粉雪とスノーブーツ
薄暗い建物の中は、木と埃の匂いがした。板張りの壁を埋め尽くす貼り紙は、「災害ボランティアの心得」や「センター利用ルール」といった手書きの模造紙が面積の大半を占めていたけれど、蛍光ペンの印がされた新聞記事の切り抜き、誰のだかわからない表彰状、全国各地から贈られた寄せ書き、このボランティアセンターの名前が入ったTシャツの宣伝なんかがランダムに混ざっていて、この1年8ヶ月の軌跡をぐちゃぐちゃに煮込んで乾かしたような状態だった。
「奥に和室があるから、仮眠とってください。8時に出たところで集合です」
20畳ほどの和室に行くと、ぽつん、ぽつんと雑魚寝をしている塊がいくつか見える。ひとまず靴を脱いで畳の段に座り込み、ちょうど良い隅っこまで這っていってからユニクロの薄いダウンにくるまる。硬く冷んやりした畳のささくれがチクチクした。
「眠れそうですか?」
隣に陣取った同じツアーで来た年上の女性が、小声で囁いてきた。
「いや・・・なんか緊張しちゃって」
「仮眠って言っても1時間くらいですしねぇ。集合時間の前には着替えもしたいし。本当は体力温存のために少しでも寝た方が良いんでしょうけど」
「・・・」
昨夜23時に上野で集合して、7人で夜行バスに乗り込んだ。缶チューハイを飲みながらオレンジの街灯が流れるのを見ていたら、あっという間に眠りに落ちた。バスを降りたのは午前6時。夜明け前の空から降りてきた粉雪が地面をまだらにしていく。11月の東北は大雪だろうと思い込んでいたが、内陸部は乾燥していて、それほど雪は積もらないらしい。あまり開かない喉に冷たい空気を取り込み、肩で息を繰り返す。
寝起きの私たちを迎えたのは40代後半くらいの小柄な男性。聞けば、もう1年以上ここで寝泊まりしながらボランティアをしているという。あれが私の車、と指差した小さなドイツ車は広島ナンバーをつけていた。
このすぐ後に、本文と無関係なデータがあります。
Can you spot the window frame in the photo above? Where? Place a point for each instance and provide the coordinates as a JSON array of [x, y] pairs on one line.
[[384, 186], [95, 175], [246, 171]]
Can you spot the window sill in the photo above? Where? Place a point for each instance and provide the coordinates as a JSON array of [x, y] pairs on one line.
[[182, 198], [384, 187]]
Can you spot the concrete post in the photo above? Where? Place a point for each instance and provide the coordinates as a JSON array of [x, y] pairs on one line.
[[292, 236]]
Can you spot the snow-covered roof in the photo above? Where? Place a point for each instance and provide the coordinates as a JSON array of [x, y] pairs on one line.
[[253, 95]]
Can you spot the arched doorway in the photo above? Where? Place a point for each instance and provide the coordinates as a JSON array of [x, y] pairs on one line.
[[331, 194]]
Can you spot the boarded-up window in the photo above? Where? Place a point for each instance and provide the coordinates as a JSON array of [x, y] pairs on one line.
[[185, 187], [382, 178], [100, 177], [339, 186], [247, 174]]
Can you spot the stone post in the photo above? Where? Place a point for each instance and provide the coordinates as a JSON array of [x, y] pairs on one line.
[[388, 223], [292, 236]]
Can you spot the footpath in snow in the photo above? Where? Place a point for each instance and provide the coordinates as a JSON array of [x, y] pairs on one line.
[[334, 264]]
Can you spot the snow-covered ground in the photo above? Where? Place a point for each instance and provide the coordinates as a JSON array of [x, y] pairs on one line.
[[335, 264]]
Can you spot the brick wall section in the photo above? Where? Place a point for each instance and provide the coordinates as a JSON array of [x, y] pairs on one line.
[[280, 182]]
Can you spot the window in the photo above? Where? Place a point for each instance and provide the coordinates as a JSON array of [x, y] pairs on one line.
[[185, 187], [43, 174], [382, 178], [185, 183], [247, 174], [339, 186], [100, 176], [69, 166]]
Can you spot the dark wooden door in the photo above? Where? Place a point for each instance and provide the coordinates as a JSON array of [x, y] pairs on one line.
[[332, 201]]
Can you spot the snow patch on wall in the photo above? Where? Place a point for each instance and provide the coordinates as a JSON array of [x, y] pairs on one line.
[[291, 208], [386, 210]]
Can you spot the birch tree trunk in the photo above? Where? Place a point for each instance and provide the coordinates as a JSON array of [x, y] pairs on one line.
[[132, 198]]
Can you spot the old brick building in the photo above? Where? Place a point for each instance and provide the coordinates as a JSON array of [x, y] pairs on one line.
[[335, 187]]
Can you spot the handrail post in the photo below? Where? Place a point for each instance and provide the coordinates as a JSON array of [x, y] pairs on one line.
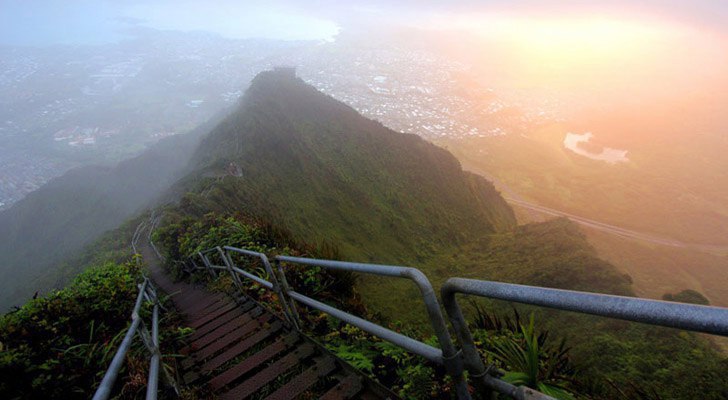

いつも夏休みまではボランティアが何十人も寝泊まりしていること、秋が来るとさっといなくなってしまうこと、最近は行政との関係がうまくいっておらず、移転を迫られていること、今までに会った非常識なボランティアの話・・・彼がひたすら語り続ける間、わたしは買ったばかりの紺のスノーブーツが少しずつ白くなっていくのを見つめていた。
別の若い男性が建物から呼びにきて、ようやく私たちは解放された。歩き出す8人の最後尾にいた私に、彼は小さな声で言った。
「すいません、あの人いつもこうなんですよ。でもここで一番長いから」
囁き声が強い風に流されていく。この地で生まれた河童の伝説は、この風の音から生まれたんだろうか。この風は遠く遠く吹き渡って、この後訪れる海辺の町や、わたしがつい昨日までいた東京や、あのおじさんが住んでいた広島にまでいつか届くのだろうか。
曇天の空からはまだ粉雪がふり続いていた。